Las exportaciones de aceites vegetales encuentran además un escenario favorable por la menor disponibilidad de producto en competidores clave. La pobre cosecha de girasol en Ucrania y un menor procesamiento en la región del Mar Negro redujeron la oferta mundial. Al mismo tiempo, la demanda alimentaria se mantuvo firme y los precios alcanzaron los niveles más altos de los últimos años.
El aceite de girasol argentino promedió US$ 1.290 por tonelada durante el año y llegó esta semana a US$ 1.330. Por su parte, el aceite de soja alcanzó un promedio de US$ 1.160 por tonelada. En paralelo, la comercialización de girasol en el mercado interno marcó máximos desde la campaña 1999/2000.
El Mar Negro vuelve a condicionar al mercado mundial
Sin embargo, la situación podría cambiar en los próximos meses.
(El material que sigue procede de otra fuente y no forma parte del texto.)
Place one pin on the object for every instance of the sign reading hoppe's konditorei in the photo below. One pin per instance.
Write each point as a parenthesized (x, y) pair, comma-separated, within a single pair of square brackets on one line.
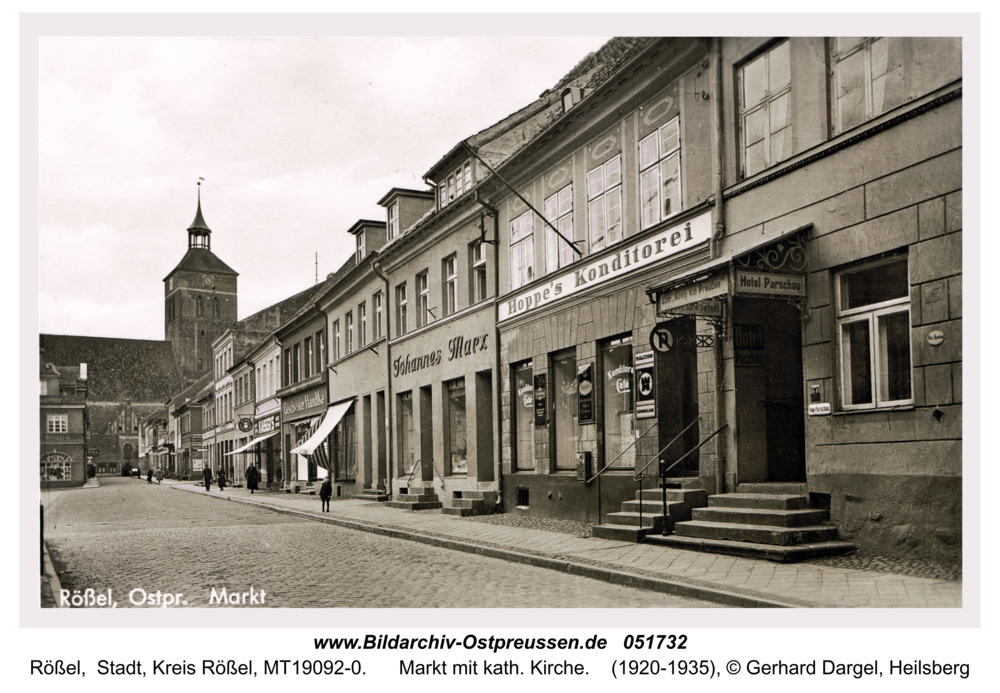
[(653, 249)]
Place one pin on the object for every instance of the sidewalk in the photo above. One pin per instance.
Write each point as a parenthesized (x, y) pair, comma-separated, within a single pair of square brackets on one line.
[(722, 579)]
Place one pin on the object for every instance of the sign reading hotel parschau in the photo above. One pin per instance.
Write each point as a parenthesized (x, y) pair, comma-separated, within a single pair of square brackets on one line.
[(632, 256)]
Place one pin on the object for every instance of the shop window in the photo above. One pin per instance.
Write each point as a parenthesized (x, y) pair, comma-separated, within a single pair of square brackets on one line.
[(522, 250), (477, 283), (604, 204), (619, 411), (407, 439), (523, 409), (867, 78), (57, 423), (564, 397), (456, 435), (873, 317), (450, 272), (559, 212), (765, 109), (401, 310)]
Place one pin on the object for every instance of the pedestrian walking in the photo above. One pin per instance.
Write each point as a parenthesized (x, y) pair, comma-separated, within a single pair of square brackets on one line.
[(252, 477), (325, 491)]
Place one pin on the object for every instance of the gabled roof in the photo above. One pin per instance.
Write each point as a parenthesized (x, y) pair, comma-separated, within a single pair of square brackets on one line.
[(201, 260), (117, 369)]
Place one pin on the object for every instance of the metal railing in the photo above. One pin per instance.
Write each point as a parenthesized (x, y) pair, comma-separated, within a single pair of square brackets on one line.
[(664, 469)]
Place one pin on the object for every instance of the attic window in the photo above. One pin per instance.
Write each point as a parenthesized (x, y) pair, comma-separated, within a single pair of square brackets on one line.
[(457, 183), (567, 99)]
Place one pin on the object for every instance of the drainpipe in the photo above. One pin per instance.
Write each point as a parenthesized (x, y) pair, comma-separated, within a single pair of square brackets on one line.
[(388, 384), (498, 470)]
La nueva campaña de girasol en Rusia y Ucrania proyecta una recuperación del 18% de la producción. Si esa previsión se concreta, la mayor oferta podría moderar la firmeza de los precios. Aun así, la continuidad de los conflictos en la región mantiene elevada la incertidumbre.
Por otra parte, las tensiones geopolíticas también impactaron sobre el trigo. Los ataques en el Mar de Azov y las restricciones al tránsito de buques por el estrecho de Kerch complican la logística exportadora de Rusia, principal proveedor mundial del cereal. Como consecuencia, la cotización del trigo en Chicago subió más de 11% en la última semana y acumula un alza interanual del 34%.
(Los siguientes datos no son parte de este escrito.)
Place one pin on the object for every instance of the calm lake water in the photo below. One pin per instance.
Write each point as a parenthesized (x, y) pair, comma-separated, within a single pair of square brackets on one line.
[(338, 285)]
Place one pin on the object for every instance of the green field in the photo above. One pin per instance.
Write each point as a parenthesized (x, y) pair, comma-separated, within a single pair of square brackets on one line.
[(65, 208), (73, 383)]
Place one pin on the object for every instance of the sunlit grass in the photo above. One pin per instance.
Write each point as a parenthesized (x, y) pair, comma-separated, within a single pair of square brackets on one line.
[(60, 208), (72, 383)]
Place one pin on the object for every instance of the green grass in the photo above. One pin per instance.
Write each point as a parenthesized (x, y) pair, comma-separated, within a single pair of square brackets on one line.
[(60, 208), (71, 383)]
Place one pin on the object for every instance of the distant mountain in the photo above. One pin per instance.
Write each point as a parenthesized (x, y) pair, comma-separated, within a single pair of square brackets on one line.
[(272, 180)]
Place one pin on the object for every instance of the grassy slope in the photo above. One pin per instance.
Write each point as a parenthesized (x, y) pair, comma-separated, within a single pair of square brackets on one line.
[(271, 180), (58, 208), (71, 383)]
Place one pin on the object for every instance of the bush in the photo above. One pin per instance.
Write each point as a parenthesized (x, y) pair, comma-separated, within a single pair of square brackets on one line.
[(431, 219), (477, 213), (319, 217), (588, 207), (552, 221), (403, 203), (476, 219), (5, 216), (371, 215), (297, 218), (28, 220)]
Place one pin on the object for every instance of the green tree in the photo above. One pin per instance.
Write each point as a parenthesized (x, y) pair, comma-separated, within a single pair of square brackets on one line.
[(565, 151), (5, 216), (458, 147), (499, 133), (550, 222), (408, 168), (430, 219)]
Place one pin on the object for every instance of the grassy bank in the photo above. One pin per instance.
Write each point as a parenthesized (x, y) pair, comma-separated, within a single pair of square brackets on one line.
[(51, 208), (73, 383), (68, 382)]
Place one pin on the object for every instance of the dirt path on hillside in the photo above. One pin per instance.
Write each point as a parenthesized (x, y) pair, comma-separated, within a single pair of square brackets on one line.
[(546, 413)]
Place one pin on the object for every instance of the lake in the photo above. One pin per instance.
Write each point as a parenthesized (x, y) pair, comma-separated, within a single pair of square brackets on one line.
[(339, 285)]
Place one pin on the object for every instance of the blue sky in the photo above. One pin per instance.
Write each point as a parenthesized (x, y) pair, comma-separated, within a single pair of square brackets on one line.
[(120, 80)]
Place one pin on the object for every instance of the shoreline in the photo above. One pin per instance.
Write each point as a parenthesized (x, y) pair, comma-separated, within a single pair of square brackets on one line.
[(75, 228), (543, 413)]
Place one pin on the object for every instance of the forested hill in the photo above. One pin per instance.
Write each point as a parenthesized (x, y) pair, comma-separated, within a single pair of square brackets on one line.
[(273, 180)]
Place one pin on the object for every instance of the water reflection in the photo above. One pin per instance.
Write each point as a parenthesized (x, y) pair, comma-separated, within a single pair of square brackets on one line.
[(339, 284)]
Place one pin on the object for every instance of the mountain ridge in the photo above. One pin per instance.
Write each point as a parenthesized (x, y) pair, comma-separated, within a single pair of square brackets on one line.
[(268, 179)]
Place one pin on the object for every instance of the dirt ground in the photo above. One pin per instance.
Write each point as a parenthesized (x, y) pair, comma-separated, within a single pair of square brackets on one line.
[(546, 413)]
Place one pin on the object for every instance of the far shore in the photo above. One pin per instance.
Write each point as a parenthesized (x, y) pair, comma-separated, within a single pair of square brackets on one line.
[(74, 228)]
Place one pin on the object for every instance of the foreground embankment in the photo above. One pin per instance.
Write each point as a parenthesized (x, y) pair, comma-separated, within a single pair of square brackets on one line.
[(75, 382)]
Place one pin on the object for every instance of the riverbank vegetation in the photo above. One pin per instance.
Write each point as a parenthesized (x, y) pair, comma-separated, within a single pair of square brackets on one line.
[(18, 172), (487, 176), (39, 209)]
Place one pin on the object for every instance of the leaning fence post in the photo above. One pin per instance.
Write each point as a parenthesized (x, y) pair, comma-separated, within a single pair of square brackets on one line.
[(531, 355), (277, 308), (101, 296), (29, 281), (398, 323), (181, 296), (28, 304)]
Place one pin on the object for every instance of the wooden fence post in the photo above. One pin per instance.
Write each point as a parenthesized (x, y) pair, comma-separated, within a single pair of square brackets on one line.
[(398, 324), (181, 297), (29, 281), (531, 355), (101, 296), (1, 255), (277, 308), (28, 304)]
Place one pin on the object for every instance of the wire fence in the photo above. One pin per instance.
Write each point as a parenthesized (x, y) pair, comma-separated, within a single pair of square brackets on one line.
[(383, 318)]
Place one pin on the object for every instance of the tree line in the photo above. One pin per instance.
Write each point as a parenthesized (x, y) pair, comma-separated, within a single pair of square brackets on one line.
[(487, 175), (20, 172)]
En el mercado argentino, el ritmo de ventas de trigo continúa por debajo del promedio histórico. Todavía resta comercializar cerca del 29% de la producción, equivalente a unos 8 millones de toneladas.
Mientras tanto, el maíz comenzó a recuperar dinamismo comercial. Las fijaciones semanales volvieron a superar a las de soja por primera vez desde mayo. No obstante, la cosecha avanza con demoras debido a la elevada humedad y el progreso nacional continúa siendo el más lento de las últimas cinco campañas.
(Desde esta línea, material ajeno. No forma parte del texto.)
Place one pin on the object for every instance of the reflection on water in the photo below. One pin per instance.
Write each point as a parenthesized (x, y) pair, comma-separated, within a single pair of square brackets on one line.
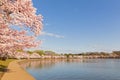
[(74, 69), (46, 63)]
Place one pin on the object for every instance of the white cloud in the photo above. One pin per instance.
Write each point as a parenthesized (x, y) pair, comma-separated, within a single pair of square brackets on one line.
[(51, 34)]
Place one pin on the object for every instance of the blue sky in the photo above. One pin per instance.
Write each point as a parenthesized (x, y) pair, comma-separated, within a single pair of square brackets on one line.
[(80, 25)]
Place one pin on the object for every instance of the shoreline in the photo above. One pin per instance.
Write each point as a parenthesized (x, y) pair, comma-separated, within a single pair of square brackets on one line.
[(16, 72)]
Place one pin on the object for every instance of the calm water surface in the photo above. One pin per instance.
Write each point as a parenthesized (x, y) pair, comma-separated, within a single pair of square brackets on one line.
[(93, 69)]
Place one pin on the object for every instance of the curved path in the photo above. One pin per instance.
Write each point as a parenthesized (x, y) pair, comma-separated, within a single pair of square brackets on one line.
[(16, 73)]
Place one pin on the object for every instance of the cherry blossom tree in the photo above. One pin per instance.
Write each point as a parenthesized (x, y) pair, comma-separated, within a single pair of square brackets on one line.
[(18, 13), (13, 40)]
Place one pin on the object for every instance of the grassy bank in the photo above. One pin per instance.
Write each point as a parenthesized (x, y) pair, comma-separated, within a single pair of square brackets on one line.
[(3, 66)]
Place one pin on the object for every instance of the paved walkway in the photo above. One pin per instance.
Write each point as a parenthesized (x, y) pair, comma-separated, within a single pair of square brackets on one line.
[(16, 73)]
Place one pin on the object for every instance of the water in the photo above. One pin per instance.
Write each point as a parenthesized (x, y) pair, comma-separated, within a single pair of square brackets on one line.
[(93, 69)]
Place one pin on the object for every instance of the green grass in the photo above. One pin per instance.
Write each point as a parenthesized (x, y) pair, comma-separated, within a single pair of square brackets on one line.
[(4, 65)]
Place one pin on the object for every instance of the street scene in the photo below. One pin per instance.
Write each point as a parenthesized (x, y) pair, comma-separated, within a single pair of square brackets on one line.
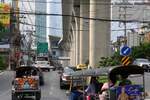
[(74, 49)]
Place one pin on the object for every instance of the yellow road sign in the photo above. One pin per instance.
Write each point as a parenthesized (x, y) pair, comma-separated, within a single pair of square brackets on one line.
[(125, 61)]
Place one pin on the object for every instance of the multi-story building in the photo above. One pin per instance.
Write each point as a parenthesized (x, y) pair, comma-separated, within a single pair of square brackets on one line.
[(40, 21), (133, 39), (147, 37)]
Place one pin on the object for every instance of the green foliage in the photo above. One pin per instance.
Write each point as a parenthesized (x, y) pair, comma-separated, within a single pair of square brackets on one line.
[(142, 51)]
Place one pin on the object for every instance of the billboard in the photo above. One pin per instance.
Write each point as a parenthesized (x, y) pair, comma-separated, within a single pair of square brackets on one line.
[(4, 14), (4, 22)]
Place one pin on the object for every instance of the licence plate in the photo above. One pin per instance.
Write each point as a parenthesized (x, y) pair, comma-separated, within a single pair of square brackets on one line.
[(26, 85)]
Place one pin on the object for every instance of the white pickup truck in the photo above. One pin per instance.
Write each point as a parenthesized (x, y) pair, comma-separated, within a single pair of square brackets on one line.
[(44, 65)]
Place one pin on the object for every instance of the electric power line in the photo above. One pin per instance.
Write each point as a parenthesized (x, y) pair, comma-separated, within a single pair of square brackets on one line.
[(88, 18)]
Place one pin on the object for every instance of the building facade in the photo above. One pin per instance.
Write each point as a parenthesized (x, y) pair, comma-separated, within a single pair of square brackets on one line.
[(40, 21)]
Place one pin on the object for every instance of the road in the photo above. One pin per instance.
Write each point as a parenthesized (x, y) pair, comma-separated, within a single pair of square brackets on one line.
[(50, 91)]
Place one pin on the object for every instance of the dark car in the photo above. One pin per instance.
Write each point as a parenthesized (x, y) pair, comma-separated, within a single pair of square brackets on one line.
[(65, 77), (26, 83)]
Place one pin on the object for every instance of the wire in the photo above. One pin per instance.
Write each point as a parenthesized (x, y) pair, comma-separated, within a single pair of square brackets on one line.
[(98, 3), (88, 18), (73, 30)]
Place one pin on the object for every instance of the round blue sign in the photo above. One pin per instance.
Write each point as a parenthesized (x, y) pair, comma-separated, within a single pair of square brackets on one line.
[(125, 51)]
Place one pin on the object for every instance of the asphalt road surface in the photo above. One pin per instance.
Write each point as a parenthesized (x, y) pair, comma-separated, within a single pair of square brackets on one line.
[(50, 91)]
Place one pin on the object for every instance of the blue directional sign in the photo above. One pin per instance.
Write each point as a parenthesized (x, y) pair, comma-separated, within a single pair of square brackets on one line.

En contraste, la soja muestra un dato llamativo. Permanecen sin contrato unos 24,8 millones de toneladas, el mayor volumen registrado para esta época del año. Este escenario podría condicionar la dinámica comercial durante el segundo semestre.
Las exportaciones de aceites vegetales seguirán siendo uno de los principales indicadores para el mercado agrícola argentino, especialmente en un contexto donde la evolución del Mar Negro y la demanda global continuarán definiendo el comportamiento de los precios.